Nuts and Bolts: speaking with forked tongue.

The trouble with research is that sometimes it tells you stuff you don't want to know.

A joint study by Cambridge and Anglia Ruskin Universities has been looking at bilingual people to find out how good they are at judging the accuracy of their own guesses.

I don't know exactly who decided to do this study, or, indeed, why, but thirty one bilingual and thirty one monolingual people were shown circles containing dots, and these people had to estimate which circle had the most dots in it, and also to say how likely they thought their answer was to be right.

Now, being bilingual has several advantages: it means you have to do a lot less sign-languages in shops; it prevents you doing things like confusing a piscine*, say, with a pissoir**; it seems to stave off dementia for a few years; and the general belief is that bilinguists are particularly empathetic and tolerant.

But bilinguists aren't as good at estimating how good their answers are when it comes to dots in circles. In fact, they are ten per cent worse.

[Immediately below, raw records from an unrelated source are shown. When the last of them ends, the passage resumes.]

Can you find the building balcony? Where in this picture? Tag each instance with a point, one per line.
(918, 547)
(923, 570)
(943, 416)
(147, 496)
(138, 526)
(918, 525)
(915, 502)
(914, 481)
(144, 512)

Why this should be the case, no one knows, but good for Dr Roberto Filippi, director of the Multilanguage & Cognition Lab at Anglia Ruskin University for making these findings public.

Though, as an academic at an English university with a name like that, the chances are he himself is bilingual. And so...

...but no. I'm sure we can rely on Dr Filippi's judgement entirely.

Word To Use Today: bilingual. Lingua is the Latin for tongue (and it gives us the word linguine, too).

*French: swimming pool.

**French: building containing a urinal.